© John Watson

‘Wokeism’ after 7th October

Philosopher Susan Neiman on her book Left is Not Woke—and how tribalism over Israel-Palestine helps no-one
June 5, 2024

Before she first published her book Left is Not Woke in March last year, the philosopher Susan Neiman expected some backlash. The French publisher that had brought out two of her previous works—to great success, Neiman tells me over a video call from her office in Berlin—refused to publish this one. The fear was that her critique of tribalism on the left could inadvertently boost the right. As she writes in the second edition, which came out in May: “‘The situation is serious,’ I was told. ‘Marine Le Pen could win our next election.’” Neiman went with a bigger publisher. 

Given the attendant controversies of taking on “wokeism”, the 69-year-old had sent the manuscript to friends. “Criticise as hard as you can,” she recalls beseeching them. “I’m sure I’m gonna get it once the book comes out.” 

Most of us have to live with our errors, but Neiman was able to correct hers in this latest edition. What were the alleged gaffes? Among other things, critics said she was “shadow boxing”, having insufficiently defined woke in her argument for a universalist left. In the book, she writes that the notoriously nebulous concept “begins with concern for marginalised persons, and ends by reducing each to the prism of her marginalisation”. 

Neiman cited far more examples of “wokeism” in practice in the latest edition. But this second chance also meant she could incorporate a major event that seemed to prove her point: Hamas’s 7th October attack on Israel, and the response to it from some on the more radical left.   

“I didn’t see how I could ignore it,” she tells me, of the evident denialism and justifications for the violence, “because I felt it has become, in many ways, such a clear example of what goes wrong when you define your politics tribally, and you do things like saying that Israel is the global north and Palestine is the global south. And Israelis are white and Palestinians are people of colour—all of that stuff, which just was so demonstrably ignorant.”

Born in Atlanta, Georgia during the civil rights movement, the Jewish-American philosopher grew up with a “Jewish universalist tradition that I cherish”. Neiman has spent much of her career in Germany, serving as director of the Einstein Forum since 2000. Her 2019 book, Learning from the Germans: Race and the Memory of Evil, looked at how Germany had reckoned with its genocidal past.

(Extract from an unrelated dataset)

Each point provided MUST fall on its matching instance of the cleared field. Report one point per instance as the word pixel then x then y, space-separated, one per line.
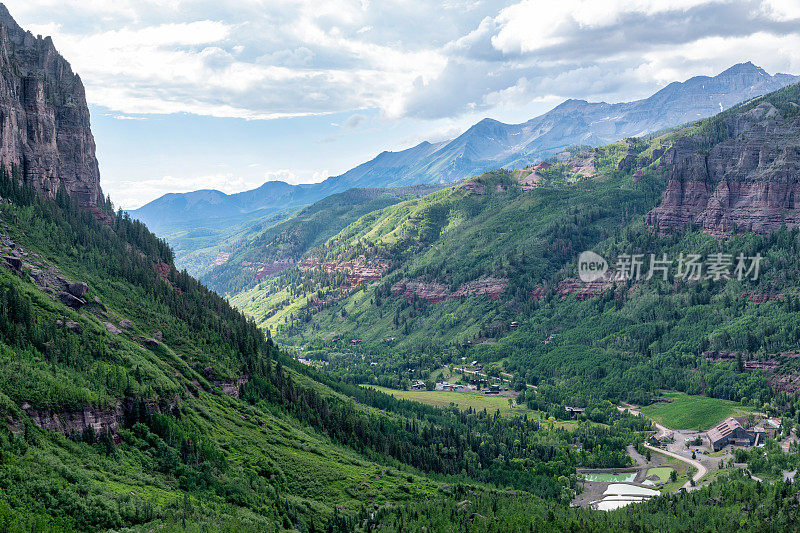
pixel 464 400
pixel 693 412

Neiman is also an Israeli citizen. She moved to the Jewish state in 1995, the era of post-Oslo accords optimism, and left before the Second Intifada. She is “extremely angry” that the current Israeli government is trampling on the Jewish values she holds so dear. “It’s a deeply tribal, deeply repressive government that does not stand for anything I believe in,” she says—its only interest is perpetuating itself as representing an ethno-theocratic state. 

However critical she might be of parts of the left, Neiman seems at pains to clarify that she is also “an extremely outspoken critic of the occupation… and increasingly critical of this [Israeli] government, and of its horrible waging of war on Gaza”. In Germany, where the nation’s history and relationship to the Jewish state make for a particularly unwelcoming environment for such censure, Neiman has “gotten a lot of shit” for her views. 

What does she make of the heavy-handed responses of some universities to campus protests against the Gaza war? In the US, a few “quite ugly” antisemitic statements have gone viral, she says, but “what most people on the ground tell me is that the protests are peaceful”. Neiman thinks some administrations fear being accused of failing to tackle antisemitism. There might be fear, too, that rowdy demonstrations will put off donors. 

At a time of extreme polarisation, Neiman points out the futility “of talking about being pro-Palestine or pro-Israel as if we were talking about football games”. But amid the cacophony, amid the hardening binaries, she says, her rare voice “makes no bloody difference”.  

Neiman is not utterly hopeless, however, the philosopher clarifies via email after this piece was published. She wouldn't keep trying if she had "no hope for reasonable, nuanced discourse".